To say this lineup of Durant, Beal and Booker “has not worked” is something of an understatement. The lowest-paid player among that triumvirate is 28-year-old Booker, who is drawing “only” $49.2 million this season on his own maximum deal. Beal is virtually untradeable, thanks to an obstructive no-trade clause. The 31-year-old is under contract through 2026-27, when he’ll have a $57.1 million player option he will almost certainly pick up.
The club finished with a 49-33 record during the trio’s first season together in 2023-24, against one-and-done then-head coach Frank Vogel, and got swiftly eliminated by the Minnesota Timberwolves in a first-round playoff sweep.
Under another likely one-and-done head coach, Mike Budenholzer, Phoenix is 35-41 for the 2024-25 season so far and in danger of missing even the Western Conference play-in tournament. As the West’s No. 11 seed, the Suns are one game behind the No. 10-seeded Sacramento Kings (36-40).
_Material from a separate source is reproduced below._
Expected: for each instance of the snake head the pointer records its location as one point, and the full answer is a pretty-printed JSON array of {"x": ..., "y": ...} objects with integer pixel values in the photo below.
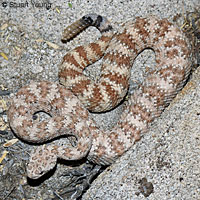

“But Malika, one thing to keep in mind: back at the NBA trade deadline in February, Minnesota, Miami, New York, San Antonio and Houston were among the teams I’m told [reached out about Durant],” Charania continued. “There was mutual interest between Durant and those teams. I expect those teams and potentially others to be back in the fray this summer.”
Nick Wright of Fox Sports 1 indicated last week that the Celtics could make a bid for Durant, however.
In a new piece, Ben Rohrbach of Yahoo Sports unpacks how the two clubs, both currently in the NBA salary cap’s punitive second luxury tax apron, could make moves to free up space for a Durant deal this summer. As currently constituted, the Suns and Celtics cannot pull off a deal. But with some maneuvering, that can change.
Rohrbach proposes that the team either enact a straight-up trade of reigning Finals MVP Jaylen Brown for Durant — who’s eight years Brown’s senior and not as good of a defender anymore — or offloading “everyone else of consequence” to create a new big three of Durant, Brown and six-time All-Star forward Jayson Tatum, who’d be earning $162 million next year.
Flipping pricey contracts like the deals of Jrue Holiday, Kristaps Porzingis, Derrick White, plus the mid-tier salaries of bench cogs Payton Pritchard and Sam Hauser (Al Horford is a free agent this summer), would take several steps. Boston would initially need to ditch at least one of Holiday’s, Porzingis’ or White’s contracts to duck under the luxury tax, and then could start aggregating salaries.
Would Boston really want to offload the quality depth that has brought it to two consecutive 56+ win seasons and earned it the 2024 title in service of adding a mercurial, oft-hurt 36-year-old superstar who has burned through all four of his NBA stops so far?
The Celtics will get their next up-close opportunity to assess Durant on Friday night, in a primetime clash with the Suns.
This year, the 6-foot-11 superstar is averaging 26.6 points on .527/.430/.839 shooting splits, 6.0 rebounds and 4.2 assists through 62 healthy contests. And all that impeccable scoring has had surprisingly minimal impact on winning.